任务描述
在之前的lab中我们已经实现了kv存储系统,但是所有的put/get请求都打在leader上,leader的负载很大,因此在Lab4在此基础上进行改进,根据实验任务描述,通过一个master进行集群的配置,一个集群负责一部分碎片任务即shards,可以通过客户端管理master的配置信息,同时master的配置即表示了各个集群该完成什么样的任务,这样,比如对于kv存储系统固定的键的put和get操作都由不同的集群控制,同时客户端在拿到master中关于访问根据数据的hash,数据应该找哪个集群的配置信息后,应该缓存这些记录,这样就降低了master的压力,同时增加机器也可以线性的增加整个系统的性能。架构图如下。
任务A非常容易,需要我们完成master的客户端和服务端的编写主要是完成Join()、Leave()、Move()、Query()
四个rpc调用,同时注意要在负载均衡操作时尽可能的少改变shards,见下述原文,这个地方貌似go不像C++stl和java集合那样有方便的数据结构拿来即用,我是暴力遍历解决的,好在数据范围小,时间复杂度没啥影响。
“The new configuration should divide the shards as evenly as possible among the groups, and should move as few shards as possible to achieve that goal.”
起初我对任务A的理解有点迷惑。我是通过看了几遍文档和test_test.go以及给的代码框架中的结构体看明白的。如下。
// A configuration -- an assignment of shards to groups.
// Please don't change this.
type Config struct {
Num int // config number
Shards [NShards]int // shard -> gid
Groups map[int][]string // gid -> servers[]
}
type ShardMaster struct {
mu sync.Mutex
me int
rf *raft.Raft
applyCh chan raft.ApplyMsg
// Your data here.
reqMap map[int]*OpContext //log index -> 请求上下文
seqMap map[int64]int64 //查看每个client的日志提交到哪个位置了。上下文
lastAppliedIndex int // 已应用的日志index
configs []Config // indexed by config num
}
遇到的问题
- 在func StartServer()中必须加入如下代码,不然会报错。如果你在rpc中传的是指针,则需要注册时加&,但是我在测试时发现会有莫名奇怪的数据竞争,因此连着lab3B的代码一起改了,RPC中的内容只传结构体变量,不传指针。
labgob.Register(Op{})
labgob.Register(JoinArgs{})
labgob.Register(LeaveArgs{})
labgob.Register(MoveArgs{})
labgob.Register(QueryArgs{})
后来在做lab4B时发现Hint里提到了这个问题。
- 因为每次修改配置都要记录拓展mv.configs数组,因此需要拓展原有数组的同时,复制原本已有的服务器和碎片分布,再次基础上修改,注意的是等于号复制map时浅拷贝,因此需要我们单独复制复制,而[]int数组不用担心浅拷贝的问题。
实现
客户端
把之前的代码拿来随便改改就行。
package shardmaster
//
// Shardmaster clerk.
//
import "../labrpc"
import "time"
import "crypto/rand"
import "math/big"
type Clerk struct {
servers []*labrpc.ClientEnd
// Your data here.
clientId int64
seqId int64
leaderId int
}
func nrand() int64 {
max := big.NewInt(int64(1) << 62)
bigx, _ := rand.Int(rand.Reader, max)
x := bigx.Int64()
return x
}
func MakeClerk(servers []*labrpc.ClientEnd) *Clerk {
ck := new(Clerk)
ck.servers = servers
// Your code here.
ck.leaderId = 0
ck.seqId = 0
ck.clientId = nrand()
return ck
}
// fetch Config # num, or latest config if num==-1.

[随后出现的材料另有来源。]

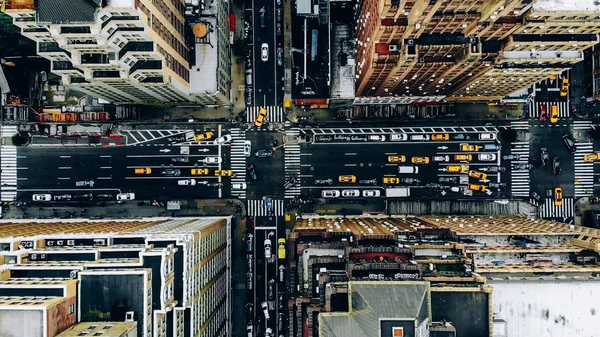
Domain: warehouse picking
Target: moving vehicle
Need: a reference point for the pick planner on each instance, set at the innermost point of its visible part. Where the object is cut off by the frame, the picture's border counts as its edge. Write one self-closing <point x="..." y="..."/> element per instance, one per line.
<point x="396" y="159"/>
<point x="143" y="170"/>
<point x="203" y="136"/>
<point x="330" y="193"/>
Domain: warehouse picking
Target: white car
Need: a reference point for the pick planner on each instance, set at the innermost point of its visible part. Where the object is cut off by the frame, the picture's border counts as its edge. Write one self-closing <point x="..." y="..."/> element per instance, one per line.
<point x="264" y="52"/>
<point x="371" y="193"/>
<point x="350" y="193"/>
<point x="126" y="196"/>
<point x="247" y="148"/>
<point x="42" y="197"/>
<point x="487" y="156"/>
<point x="223" y="139"/>
<point x="187" y="182"/>
<point x="212" y="160"/>
<point x="330" y="193"/>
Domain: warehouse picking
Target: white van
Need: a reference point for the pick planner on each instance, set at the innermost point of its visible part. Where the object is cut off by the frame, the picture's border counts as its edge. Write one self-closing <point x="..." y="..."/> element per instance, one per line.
<point x="408" y="169"/>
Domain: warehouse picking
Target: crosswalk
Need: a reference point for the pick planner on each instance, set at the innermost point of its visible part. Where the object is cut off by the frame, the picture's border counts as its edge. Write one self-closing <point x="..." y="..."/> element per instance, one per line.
<point x="549" y="210"/>
<point x="238" y="161"/>
<point x="584" y="172"/>
<point x="535" y="109"/>
<point x="275" y="114"/>
<point x="259" y="208"/>
<point x="519" y="185"/>
<point x="8" y="165"/>
<point x="292" y="163"/>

func (ck *Clerk) Query(num int) Config {
args := &QueryArgs{}
// Your code here.
args.Num = num
args.ClientId = ck.clientId
args.SeqId = ck.seqId
ck.seqId++
//DPrintf("Client[%d] start Query(num), num = %v", ck.clientId, num)
for {
// try each known server.
var reply QueryReply
ok := ck.servers[ck.leaderId].Call("ShardMaster.Query", args, &reply)
if ok && reply.WrongLeader == false {
DPrintf("Client[%d] finish Query(%v) = %v", ck.clientId, num, reply.Config)
return reply.Config
}
ck.leaderId = (ck.leaderId + 1) % len(ck.servers)
time.Sleep(100 * time.Millisecond)
}
}
// add a set of groups (gid -> server-list mapping).
func (ck *Clerk) Join(servers map[int][]string) {
args := &JoinArgs{}
// Your code here.
args.Servers = servers
args.ClientId = ck.clientId
args.SeqId = ck.seqId
ck.seqId++
DPrintf("Client[%d] start Join(servers), servers = %v", ck.clientId, servers)
for {
// try each known server.
for _, srv := range ck.servers {
var reply JoinReply
ok := srv.Call("ShardMaster.Join", args, &reply)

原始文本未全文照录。